In the end, I think the relationship of Eurus and Sherlock comes down to the fact that Sherlock is a bridge between Eurus and everyone else. Sherlock is in essence Eurus’ John. It is through John that Sherlock really learns how to form interpersonal relationships. When we meet him in A Study in Pink, he’s not able to find a flatmate, he can’t tell when a girl is asking him out for coffee. But it is through his relationship with John that he has managed to get to this point, where he calls Mary and Molly is friends, where he is able to admit his love for Molly, where he can talk to Mycroft without snarking. Sherlock is the only person who can speak on Eurus’ level, but teach her about the parts of life that she doesn’t understand, emotions and how to be able to live in the world.
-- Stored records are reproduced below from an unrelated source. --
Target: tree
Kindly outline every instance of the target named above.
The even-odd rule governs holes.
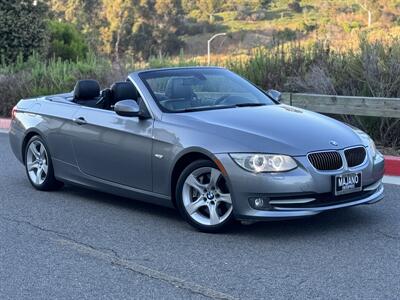
[[[49,0],[56,17],[74,23],[79,30],[92,24],[101,9],[103,0]]]
[[[121,44],[132,35],[136,5],[132,0],[103,0],[105,26],[100,29],[103,50],[114,54],[118,63],[123,52]]]
[[[182,0],[181,5],[185,14],[189,14],[191,11],[197,8],[196,2],[193,0]]]
[[[214,22],[214,15],[222,5],[221,0],[197,0],[197,7],[209,17],[210,23]]]
[[[181,25],[182,6],[180,0],[156,0],[154,9],[156,18],[154,24],[154,39],[158,53],[172,54],[179,51],[182,42],[177,37]]]
[[[91,48],[100,44],[100,12],[103,0],[49,0],[56,19],[72,23],[84,34]]]
[[[44,53],[47,16],[42,1],[0,0],[0,56],[14,62],[20,54],[27,58],[33,51]]]
[[[182,19],[180,0],[140,0],[128,49],[141,59],[177,53],[182,46]]]
[[[88,47],[80,31],[73,24],[59,21],[49,22],[49,57],[75,60],[86,56]]]
[[[375,8],[377,1],[371,0],[357,0],[357,4],[367,13],[368,15],[368,27],[372,24],[372,10]]]

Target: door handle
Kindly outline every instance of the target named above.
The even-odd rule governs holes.
[[[78,125],[85,125],[85,124],[87,124],[87,122],[86,122],[86,120],[85,120],[84,117],[79,117],[79,118],[73,119],[72,121],[73,121],[74,123],[78,124]]]

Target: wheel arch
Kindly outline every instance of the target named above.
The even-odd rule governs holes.
[[[27,133],[24,136],[24,139],[22,140],[22,146],[21,146],[22,153],[21,154],[22,154],[22,161],[24,164],[25,164],[25,159],[26,159],[25,158],[26,146],[27,146],[29,140],[36,135],[43,138],[43,135],[41,134],[41,132],[39,130],[31,129],[31,130],[27,131]]]
[[[209,160],[218,165],[219,161],[216,159],[216,157],[209,151],[201,149],[201,148],[190,148],[187,149],[186,151],[183,151],[180,153],[180,155],[177,157],[175,160],[173,167],[171,169],[171,174],[170,174],[170,189],[171,189],[171,199],[172,203],[174,206],[176,206],[176,200],[175,200],[175,189],[176,189],[176,184],[178,182],[179,176],[182,173],[182,171],[192,162],[196,160]]]

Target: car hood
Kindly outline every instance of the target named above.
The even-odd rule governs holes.
[[[240,107],[179,114],[214,136],[214,152],[262,151],[292,156],[363,144],[346,124],[288,105]],[[202,124],[199,124],[202,123]],[[217,138],[217,139],[215,139]],[[337,146],[335,145],[337,144]]]

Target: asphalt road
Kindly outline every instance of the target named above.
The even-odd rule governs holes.
[[[285,222],[199,233],[174,210],[35,191],[0,133],[0,299],[399,299],[400,186]]]

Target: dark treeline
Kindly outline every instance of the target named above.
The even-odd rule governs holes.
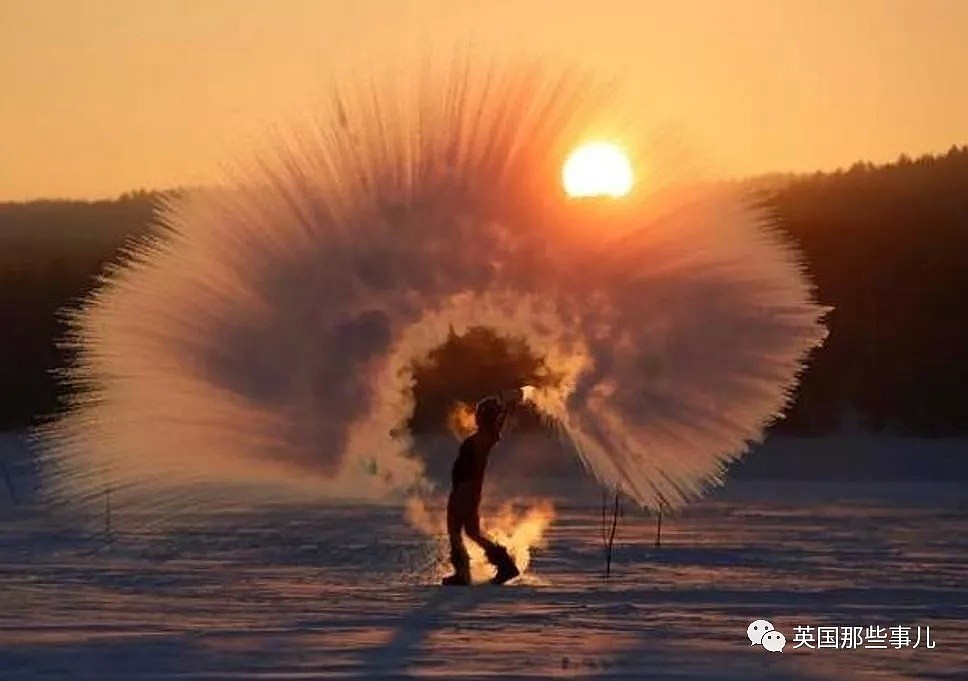
[[[54,371],[64,308],[97,283],[105,264],[147,230],[157,194],[114,201],[0,204],[0,430],[22,428],[59,408]]]
[[[757,184],[835,308],[778,428],[968,432],[968,146]],[[52,370],[69,357],[57,312],[146,233],[160,196],[0,204],[0,429],[59,408]]]
[[[782,427],[968,432],[968,146],[795,178],[770,202],[835,308]]]

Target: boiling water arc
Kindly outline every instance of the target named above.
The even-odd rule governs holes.
[[[824,337],[798,254],[734,187],[685,176],[609,88],[451,66],[351,83],[224,186],[159,207],[71,317],[73,396],[38,434],[54,498],[426,491],[415,377],[481,329],[602,484],[669,508],[721,481]],[[569,199],[562,162],[602,131],[649,180]],[[437,378],[455,400],[509,387]]]

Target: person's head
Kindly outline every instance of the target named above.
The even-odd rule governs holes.
[[[474,408],[474,422],[477,429],[484,432],[496,432],[500,425],[501,404],[493,397],[486,397]]]

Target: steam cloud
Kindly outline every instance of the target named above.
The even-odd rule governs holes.
[[[406,519],[428,537],[437,540],[435,560],[432,570],[433,582],[439,582],[451,574],[450,542],[447,537],[445,514],[428,507],[426,500],[411,497],[406,503]],[[545,532],[555,517],[554,505],[547,499],[524,500],[519,503],[507,501],[496,513],[484,520],[484,530],[488,536],[505,547],[511,554],[514,564],[521,574],[531,565],[531,551],[545,547]],[[494,569],[487,562],[484,550],[477,544],[464,542],[471,559],[471,579],[483,582],[494,576]],[[535,579],[529,575],[528,579]]]
[[[405,499],[427,488],[415,363],[478,327],[524,339],[562,455],[640,504],[694,498],[761,437],[825,335],[768,215],[584,74],[438,66],[351,82],[160,207],[72,317],[74,396],[39,433],[55,497]],[[636,192],[569,200],[563,159],[603,135]]]

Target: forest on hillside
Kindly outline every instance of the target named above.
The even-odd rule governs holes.
[[[834,308],[830,338],[776,427],[968,433],[968,146],[751,186]],[[152,228],[161,196],[0,203],[0,429],[60,408],[63,312]]]

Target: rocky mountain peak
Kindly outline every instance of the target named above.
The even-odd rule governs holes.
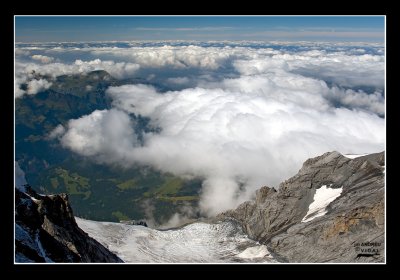
[[[264,186],[217,219],[239,221],[283,262],[382,262],[384,164],[384,152],[354,159],[328,152],[305,161],[277,191]]]
[[[300,169],[299,173],[309,172],[309,169],[318,169],[321,167],[337,165],[338,162],[344,162],[348,160],[348,158],[344,157],[339,152],[327,152],[323,155],[307,159],[303,163],[303,167]]]
[[[75,221],[67,194],[15,189],[16,262],[122,262]]]

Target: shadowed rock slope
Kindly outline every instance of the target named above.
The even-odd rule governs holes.
[[[66,194],[15,189],[16,262],[122,262],[76,224]]]
[[[384,162],[383,152],[355,159],[325,153],[278,190],[262,187],[254,201],[217,219],[239,221],[282,262],[384,262]],[[305,222],[323,186],[341,193],[324,215]]]

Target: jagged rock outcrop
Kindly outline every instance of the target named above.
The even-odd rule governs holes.
[[[283,262],[384,262],[384,153],[307,160],[297,175],[217,219],[239,221]],[[325,215],[304,221],[316,191],[342,188]],[[312,218],[312,217],[311,217]]]
[[[66,194],[15,189],[16,262],[122,262],[76,224]]]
Unfortunately, Eurus has done so much that she will have to remain locked up. But we see at the end that Sherlock and Eurus finally play together, this time with their violins. The Holmes family comes together, finally able to start to mend themselves after so many years of heartache.

And Sherlock himself has come to a new place in his life. He has subconsciously tried to make himself into Eurus, albeit a much more controlled one. He cuts himself off from people. He uses his intelligence as an excuse to not socialize with people because they bore him. He has even done experiments on his friends. He drugs John with terror toxin to see his reaction, he has drugged him in the past. He has even done the exact same thing Eurus did, threatening John with a bomb to get him to reveal his true feelings about Sherlock’s faked death, with Eurus does to Sherlock by threatening Molly with an explosive. As Mycroft said, the man Sherlock is comes from his hidden memory of Eurus. The emotional trauma of losing his friend, his home and his sister was too much for him to bear and he cut himself off, instead forming himself into a less version of Eurus.

But that’s not who he is. He’s Sherlock Holmes, the detective in the funny hat. He is a man with friends, with emotions. By the end montage we see him smiling, happy. He has accepted who he really is. He can still be the detective in the silly hat, but he had been able to let go of the things that have held him back from being who he truly is.